The Office for National Statistics (ONS) said a smaller fall in clothing prices than the previous month was the main contributor to the inflation uplift but falling prices for food and non-alcoholic beverages partially offset the rise.
The CPI rate has been hovering around 0% since February. It dipped below zero in April for the first time in 50 years, sending the UK briefly into deflationary territory.
Commenting on the figures, Maike Currie, associate investment director, Fidelity Personal Investing, said: “Up until today, inflation has either been flat or negative for most of this year – a far cry from the Bank of England’s 2% inflation target. This puts the rate rise debate back on the table. Low inflation has meant the Monetary Policy Committee (MPC) remains dovish on raising interest rates, but the tide could be turning on the era of ultra-low rates.
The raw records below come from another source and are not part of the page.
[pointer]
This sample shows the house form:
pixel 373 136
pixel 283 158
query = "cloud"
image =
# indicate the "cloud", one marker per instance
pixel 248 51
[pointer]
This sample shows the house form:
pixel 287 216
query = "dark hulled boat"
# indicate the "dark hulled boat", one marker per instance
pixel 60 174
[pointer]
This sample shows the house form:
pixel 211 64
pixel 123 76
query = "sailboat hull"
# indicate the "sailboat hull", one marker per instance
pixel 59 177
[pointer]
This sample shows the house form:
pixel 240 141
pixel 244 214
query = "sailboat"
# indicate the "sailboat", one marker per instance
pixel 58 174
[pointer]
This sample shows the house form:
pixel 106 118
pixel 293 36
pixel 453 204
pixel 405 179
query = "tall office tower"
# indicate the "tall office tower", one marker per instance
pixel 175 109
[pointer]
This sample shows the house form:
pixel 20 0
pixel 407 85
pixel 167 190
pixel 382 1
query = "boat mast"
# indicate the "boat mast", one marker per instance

“Earlier this month, the MPC minutes showed one member, Ian McCafferty, voted in favour of an interest rate hike. And in the last few days, Kristin Forbes, another MPC member, has voiced her concerns about keeping rates at record lows saying interest rates will need to be increased before inflation hits the 2% target. The next MPC minutes on how members vote could provide some telling insight on whether Carney’s vision of a gradual trot towards higher interest rates will in fact turn into a faster gallop.”
Azad Zangana, senior European economist at Schroders, said: “Overall, the latest inflation figures show signs of a healthy economy that is enjoying the dividends from lower global commodity prices. The Bank of England has started to question how long interest rates can remain at current record-low levels, but in our view, is unlikely to hike rates before CPI inflation returns to at least 1%, which may not happen before the second quarter of 2016.”